HIVプロテアー剤 （例えば、リトナビル）および 非ヌクレオシド逆転写酵素阻害剤 （例えば、ネビラピン）およびそれらの組み合わせはまた、潜在的に肝代謝に影響を与え得る。

腸-肝臓の循環に及ぼす影響. 別々の研究によると、いくつかの抗生物質（例えば、ペニシリンおよびテトラサイクリン）は、エストロゲンの腸-肝循環を減少させ、それによってエチニルエストラジオールの濃度を低下させることができる。

受付中 ミクロソーム酵素に影響を与える薬物, そして、キャンセル後28日以内に、避妊のバリア方法をさらに使用する必要があります。

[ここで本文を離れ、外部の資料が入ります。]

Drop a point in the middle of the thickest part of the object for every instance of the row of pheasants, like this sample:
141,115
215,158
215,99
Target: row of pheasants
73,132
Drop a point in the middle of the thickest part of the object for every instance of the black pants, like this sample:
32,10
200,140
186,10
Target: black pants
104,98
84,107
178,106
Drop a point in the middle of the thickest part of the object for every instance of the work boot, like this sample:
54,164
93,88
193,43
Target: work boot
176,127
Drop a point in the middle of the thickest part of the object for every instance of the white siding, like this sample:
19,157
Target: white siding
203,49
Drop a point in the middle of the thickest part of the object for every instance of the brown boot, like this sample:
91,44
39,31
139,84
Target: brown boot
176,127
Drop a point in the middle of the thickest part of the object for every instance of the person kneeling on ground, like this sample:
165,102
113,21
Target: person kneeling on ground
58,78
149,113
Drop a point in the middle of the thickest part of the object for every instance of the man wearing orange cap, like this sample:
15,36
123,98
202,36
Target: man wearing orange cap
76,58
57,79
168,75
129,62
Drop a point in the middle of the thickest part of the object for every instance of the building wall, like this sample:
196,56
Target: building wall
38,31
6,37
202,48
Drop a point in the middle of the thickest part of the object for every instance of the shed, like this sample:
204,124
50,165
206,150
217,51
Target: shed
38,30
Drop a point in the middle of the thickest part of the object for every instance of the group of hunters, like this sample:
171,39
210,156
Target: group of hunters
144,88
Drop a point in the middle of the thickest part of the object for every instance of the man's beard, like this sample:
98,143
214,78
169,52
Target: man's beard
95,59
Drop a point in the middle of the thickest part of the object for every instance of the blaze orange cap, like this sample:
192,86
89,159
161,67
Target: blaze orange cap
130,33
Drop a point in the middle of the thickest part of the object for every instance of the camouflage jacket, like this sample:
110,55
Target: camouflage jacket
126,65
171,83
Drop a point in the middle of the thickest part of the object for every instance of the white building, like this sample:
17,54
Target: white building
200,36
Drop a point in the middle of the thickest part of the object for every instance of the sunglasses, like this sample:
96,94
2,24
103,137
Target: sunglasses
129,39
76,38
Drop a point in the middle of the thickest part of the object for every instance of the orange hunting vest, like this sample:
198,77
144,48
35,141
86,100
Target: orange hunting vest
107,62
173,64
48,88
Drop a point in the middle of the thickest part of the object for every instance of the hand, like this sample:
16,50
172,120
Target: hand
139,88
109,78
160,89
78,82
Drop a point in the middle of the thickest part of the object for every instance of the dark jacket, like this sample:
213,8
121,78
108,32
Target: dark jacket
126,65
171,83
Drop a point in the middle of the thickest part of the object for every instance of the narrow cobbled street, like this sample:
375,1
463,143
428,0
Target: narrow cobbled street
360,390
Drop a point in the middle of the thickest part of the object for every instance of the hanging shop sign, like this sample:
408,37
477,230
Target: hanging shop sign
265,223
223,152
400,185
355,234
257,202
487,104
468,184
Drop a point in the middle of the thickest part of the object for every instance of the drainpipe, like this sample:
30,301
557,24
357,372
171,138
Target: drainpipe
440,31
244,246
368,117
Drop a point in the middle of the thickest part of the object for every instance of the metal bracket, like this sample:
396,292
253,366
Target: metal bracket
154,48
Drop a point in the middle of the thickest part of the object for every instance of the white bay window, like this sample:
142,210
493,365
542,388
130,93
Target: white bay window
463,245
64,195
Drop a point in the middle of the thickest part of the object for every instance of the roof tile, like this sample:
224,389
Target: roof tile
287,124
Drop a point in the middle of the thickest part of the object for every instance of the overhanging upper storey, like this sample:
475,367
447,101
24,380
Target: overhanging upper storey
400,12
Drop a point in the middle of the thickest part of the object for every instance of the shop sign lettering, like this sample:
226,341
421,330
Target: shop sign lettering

受付中 抗生物質 （ペニシリンおよびテトラサイクリンのような）そして撤退の後の7日以内に、避妊の付加的な障壁の方法は使用されるべきです。 避妊のバリア法のこれらの7日間の間に、現在のパッケージ内の錠剤がなくなった場合は、Yarinaの次のパッケージから錠剤を服用し始めるべきです^® 丸薬を取ることの通常の壊れ目なしで。

ドロスピレノンの美味しい生物は、シトクロムP450類の関連なしに中に形成される。 したがって、ドロスピレノンの薬に対するシトクロムP450剤の効果はありそうもない。

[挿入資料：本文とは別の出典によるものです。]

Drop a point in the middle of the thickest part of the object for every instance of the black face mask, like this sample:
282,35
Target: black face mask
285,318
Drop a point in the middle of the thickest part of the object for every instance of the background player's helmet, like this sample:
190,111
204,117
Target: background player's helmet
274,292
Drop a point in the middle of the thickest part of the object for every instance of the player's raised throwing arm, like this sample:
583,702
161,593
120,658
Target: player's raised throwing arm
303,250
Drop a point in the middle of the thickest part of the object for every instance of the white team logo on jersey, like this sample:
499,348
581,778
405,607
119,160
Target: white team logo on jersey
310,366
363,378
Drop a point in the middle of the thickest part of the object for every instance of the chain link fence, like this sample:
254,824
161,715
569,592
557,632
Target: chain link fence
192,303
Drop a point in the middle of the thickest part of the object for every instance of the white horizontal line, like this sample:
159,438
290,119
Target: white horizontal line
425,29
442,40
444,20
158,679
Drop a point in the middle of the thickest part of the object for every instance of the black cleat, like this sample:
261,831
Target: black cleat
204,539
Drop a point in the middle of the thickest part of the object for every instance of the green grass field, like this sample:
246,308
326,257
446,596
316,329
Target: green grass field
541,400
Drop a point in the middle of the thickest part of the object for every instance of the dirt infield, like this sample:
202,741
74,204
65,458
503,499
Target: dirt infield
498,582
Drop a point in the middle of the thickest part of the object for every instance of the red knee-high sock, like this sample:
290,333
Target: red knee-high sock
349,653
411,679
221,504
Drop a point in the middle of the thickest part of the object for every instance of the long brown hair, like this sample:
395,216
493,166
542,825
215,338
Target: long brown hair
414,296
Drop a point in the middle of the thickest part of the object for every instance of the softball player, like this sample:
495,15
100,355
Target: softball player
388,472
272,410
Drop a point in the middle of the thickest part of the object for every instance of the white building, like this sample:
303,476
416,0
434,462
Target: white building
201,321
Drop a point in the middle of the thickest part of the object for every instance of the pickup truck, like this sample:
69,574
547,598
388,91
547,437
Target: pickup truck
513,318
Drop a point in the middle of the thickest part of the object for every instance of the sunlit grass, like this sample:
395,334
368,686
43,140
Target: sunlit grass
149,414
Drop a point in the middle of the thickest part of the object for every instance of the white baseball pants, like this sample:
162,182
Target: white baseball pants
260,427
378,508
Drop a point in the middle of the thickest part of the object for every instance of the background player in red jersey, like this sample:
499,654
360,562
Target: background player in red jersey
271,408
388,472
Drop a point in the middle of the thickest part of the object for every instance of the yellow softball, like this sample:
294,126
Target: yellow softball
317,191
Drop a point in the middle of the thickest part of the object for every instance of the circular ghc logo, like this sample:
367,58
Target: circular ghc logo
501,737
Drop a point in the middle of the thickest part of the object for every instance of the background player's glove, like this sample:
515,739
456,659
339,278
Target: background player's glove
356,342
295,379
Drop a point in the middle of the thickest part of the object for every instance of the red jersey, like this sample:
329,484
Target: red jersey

経口複合避妊薬は、血漿および組織中の濃度の増加（例えば、シクロスポリン）または減少（例えば、ラモトリギン）をもたらす他の薬物の代謝に影響を与

相互作用研究に基づく in vitro、研究だけでなく、 インビボ オメプラゾール、シンバスタチン、およびミダゾラムをマーカーとして服用している女性ボランティアでは、他の医薬物質の代謝に対する3mgの用量でのドロスピレノンの効果はありそうもないと結論づけることができる。

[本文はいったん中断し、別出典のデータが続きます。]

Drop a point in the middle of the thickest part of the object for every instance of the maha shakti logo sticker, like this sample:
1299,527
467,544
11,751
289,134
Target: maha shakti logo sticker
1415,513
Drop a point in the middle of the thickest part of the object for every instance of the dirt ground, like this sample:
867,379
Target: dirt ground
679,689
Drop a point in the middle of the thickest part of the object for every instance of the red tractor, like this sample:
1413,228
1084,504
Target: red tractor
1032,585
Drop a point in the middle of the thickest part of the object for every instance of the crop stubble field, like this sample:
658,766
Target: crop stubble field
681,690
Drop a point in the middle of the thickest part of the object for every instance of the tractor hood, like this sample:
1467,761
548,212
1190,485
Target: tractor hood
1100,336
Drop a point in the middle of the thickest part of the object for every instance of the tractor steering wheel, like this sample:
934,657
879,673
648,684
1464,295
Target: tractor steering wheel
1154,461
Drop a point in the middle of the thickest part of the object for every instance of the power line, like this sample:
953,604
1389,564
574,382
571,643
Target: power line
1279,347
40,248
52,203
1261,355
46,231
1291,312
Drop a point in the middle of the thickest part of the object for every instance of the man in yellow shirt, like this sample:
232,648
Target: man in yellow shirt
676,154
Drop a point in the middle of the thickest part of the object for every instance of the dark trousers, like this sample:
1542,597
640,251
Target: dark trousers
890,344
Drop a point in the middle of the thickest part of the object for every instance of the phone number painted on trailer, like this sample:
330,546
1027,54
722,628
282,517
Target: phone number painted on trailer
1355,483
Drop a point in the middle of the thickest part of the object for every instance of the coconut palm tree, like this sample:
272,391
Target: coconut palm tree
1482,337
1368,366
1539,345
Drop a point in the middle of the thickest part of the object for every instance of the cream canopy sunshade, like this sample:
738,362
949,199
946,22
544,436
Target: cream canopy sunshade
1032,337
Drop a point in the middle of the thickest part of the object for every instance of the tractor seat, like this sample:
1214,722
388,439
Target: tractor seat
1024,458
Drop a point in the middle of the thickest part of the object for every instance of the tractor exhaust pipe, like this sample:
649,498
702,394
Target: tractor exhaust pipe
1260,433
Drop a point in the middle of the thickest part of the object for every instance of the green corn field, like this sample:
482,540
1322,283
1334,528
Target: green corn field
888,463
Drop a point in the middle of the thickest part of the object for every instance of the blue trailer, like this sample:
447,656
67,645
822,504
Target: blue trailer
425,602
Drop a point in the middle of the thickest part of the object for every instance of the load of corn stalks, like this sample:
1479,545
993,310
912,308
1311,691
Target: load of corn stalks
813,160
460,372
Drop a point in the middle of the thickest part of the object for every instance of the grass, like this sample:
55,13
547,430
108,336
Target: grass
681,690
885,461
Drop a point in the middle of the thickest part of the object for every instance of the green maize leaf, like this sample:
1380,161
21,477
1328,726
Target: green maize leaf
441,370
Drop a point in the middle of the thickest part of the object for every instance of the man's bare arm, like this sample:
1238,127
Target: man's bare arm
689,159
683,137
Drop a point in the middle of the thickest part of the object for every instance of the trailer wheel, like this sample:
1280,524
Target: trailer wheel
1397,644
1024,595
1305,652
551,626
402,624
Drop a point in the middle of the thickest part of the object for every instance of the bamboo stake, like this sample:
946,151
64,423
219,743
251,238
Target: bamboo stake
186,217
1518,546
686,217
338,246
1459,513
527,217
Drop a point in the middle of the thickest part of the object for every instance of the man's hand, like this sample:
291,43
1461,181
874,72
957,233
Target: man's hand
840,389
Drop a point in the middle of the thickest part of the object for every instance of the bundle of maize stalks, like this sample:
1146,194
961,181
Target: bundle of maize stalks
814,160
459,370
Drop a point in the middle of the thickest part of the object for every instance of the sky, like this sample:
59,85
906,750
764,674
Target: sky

ヤリナを受けている能力のヤカリウムレベルを上昇させる理論的な可能性がある^® 血清カリウムレベルを増加させる可能性のある他の薬剤と同時に。 これらの薬剤はアンギオテンシンIIの受容器の反対者、ある特定の抑制の薬剤、カリウム温浴の利尿およびアルドステロンの反対者を含んでいます。 助ドロスピレノンとACE阻害剤またはインドメタシンとの相互作用を評価する研究では、血清カリウム濃度とプラセボとの間に有意差はなかった。